US 11,893,065 B2
Document analysis architecture
Samuel Cameron Fleming, Spokane, WA (US); John E. Bradley, III, Duvall, WA (US); Lewis C. Lee, Atherton, CA (US); Jared Dirk Sol, Spokane, WA (US); Scott Buzan, Spokane Valley, WA (US); and Timothy Seegan, Spokane, WA (US)
Assigned to AON RISK SERVICES, INC. OF MARYLAND, New York, NY (US)
Filed by AON RISK SERVICES, INC. OF MARYLAND, New York, NY (US)
Filed on Jun. 10, 2020, as Appl. No. 16/897,637.
Prior Publication US 2023/0409647 A1, Dec. 21, 2023
Int. Cl.
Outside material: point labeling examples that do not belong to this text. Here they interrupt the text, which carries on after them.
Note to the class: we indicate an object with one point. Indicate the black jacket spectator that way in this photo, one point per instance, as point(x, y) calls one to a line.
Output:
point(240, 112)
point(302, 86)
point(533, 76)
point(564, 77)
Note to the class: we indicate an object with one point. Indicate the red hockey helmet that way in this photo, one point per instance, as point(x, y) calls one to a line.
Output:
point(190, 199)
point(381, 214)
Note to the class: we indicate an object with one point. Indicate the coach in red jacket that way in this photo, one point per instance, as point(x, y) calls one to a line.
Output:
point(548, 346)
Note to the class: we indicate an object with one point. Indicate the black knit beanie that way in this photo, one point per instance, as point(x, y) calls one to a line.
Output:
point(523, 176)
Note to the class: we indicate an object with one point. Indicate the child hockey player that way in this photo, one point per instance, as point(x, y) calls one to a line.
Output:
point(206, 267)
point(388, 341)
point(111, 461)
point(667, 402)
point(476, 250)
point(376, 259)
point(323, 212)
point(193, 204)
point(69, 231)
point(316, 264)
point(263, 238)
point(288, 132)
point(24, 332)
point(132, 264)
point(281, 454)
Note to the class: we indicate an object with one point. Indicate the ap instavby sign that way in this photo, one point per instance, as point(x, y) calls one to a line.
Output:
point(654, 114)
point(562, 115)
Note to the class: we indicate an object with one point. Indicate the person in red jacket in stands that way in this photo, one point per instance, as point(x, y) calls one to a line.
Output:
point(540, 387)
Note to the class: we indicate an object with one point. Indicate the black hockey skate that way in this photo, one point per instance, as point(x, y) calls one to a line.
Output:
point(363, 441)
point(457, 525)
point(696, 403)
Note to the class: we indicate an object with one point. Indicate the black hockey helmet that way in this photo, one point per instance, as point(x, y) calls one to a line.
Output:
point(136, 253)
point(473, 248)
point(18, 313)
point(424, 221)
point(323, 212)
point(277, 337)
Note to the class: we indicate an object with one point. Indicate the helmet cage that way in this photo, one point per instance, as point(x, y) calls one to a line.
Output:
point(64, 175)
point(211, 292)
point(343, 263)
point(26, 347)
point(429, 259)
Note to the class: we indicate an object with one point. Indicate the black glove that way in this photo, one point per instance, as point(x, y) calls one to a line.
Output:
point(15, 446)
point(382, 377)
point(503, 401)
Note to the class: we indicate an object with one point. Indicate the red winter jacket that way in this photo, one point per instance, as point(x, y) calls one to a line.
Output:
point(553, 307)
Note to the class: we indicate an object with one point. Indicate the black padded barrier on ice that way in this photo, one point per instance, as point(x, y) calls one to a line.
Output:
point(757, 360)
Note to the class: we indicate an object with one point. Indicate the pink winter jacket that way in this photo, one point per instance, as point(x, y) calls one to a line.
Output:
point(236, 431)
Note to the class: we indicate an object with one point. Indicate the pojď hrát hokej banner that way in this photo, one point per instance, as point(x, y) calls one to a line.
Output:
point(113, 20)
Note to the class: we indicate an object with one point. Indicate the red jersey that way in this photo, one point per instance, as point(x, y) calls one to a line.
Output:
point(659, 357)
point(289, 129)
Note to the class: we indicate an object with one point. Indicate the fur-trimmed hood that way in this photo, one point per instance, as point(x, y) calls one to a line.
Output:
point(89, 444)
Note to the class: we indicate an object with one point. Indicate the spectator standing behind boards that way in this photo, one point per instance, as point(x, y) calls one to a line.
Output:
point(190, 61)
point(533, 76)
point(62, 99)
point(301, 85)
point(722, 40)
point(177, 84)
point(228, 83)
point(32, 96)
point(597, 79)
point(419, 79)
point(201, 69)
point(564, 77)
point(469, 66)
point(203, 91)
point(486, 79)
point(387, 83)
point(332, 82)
G06F 16/93 (2019.01); G06F 16/9038 (2019.01); G06F 40/30 (2020.01); G06N 20/00 (2019.01)
CPC G06F 16/93 (2019.01) [G06F 16/9038 (2019.01); G06F 40/30 (2020.01); G06N 20/00 (2019.01)] 20 Claims
OG exemplary drawing
 
1. A system, comprising:
one or more processors; and
non-transitory computer-readable media storing computer-executable instructions that, when executed by the one or more processors, cause the one or more processors to perform operations comprising:
storing a taxonomy of machine-learning classification models, individual ones of the machine-learning classification models configured to receive documents and predict a classification of documents in a document set utilizing predictive analytical techniques, the individual ones of the machine-learning classification models trained based at least in part on a document dataset indicated to be in class from first user input data, the documents comprising patents and patent applications, wherein the individual ones of the machine-learning classification models differ from the documents that the individual ones of the machine-learning classification models are configured to receive and analyze;
generating a user interface configured to accept second user input data representing a search query, the search query including keywords from the second user input data;
receiving the second user input data representing the search query;
generating, utilizing the keywords, a first dataset based at least in part on the search query;
determining, utilizing the first dataset, that at least one machine-learning classification model of the taxonomy of machine-learning classification models was trained by a second dataset similar to the first dataset;
generating, based at least in part on the determining, a recommended machine-learning classification model of the machine-learning classification models determined to be most related to the search query; and
based at least in part on the determining, causing display, via the user interface, of search results for the search query, the search results displaying a visual representation of the taxonomy of machine-learning models along with an emphasized portion of the visual representation associated with the at least one machine-learning classification model of the taxonomy of machine-learning models trained by the second dataset, the search results also indicating the recommended machine-learning classification model.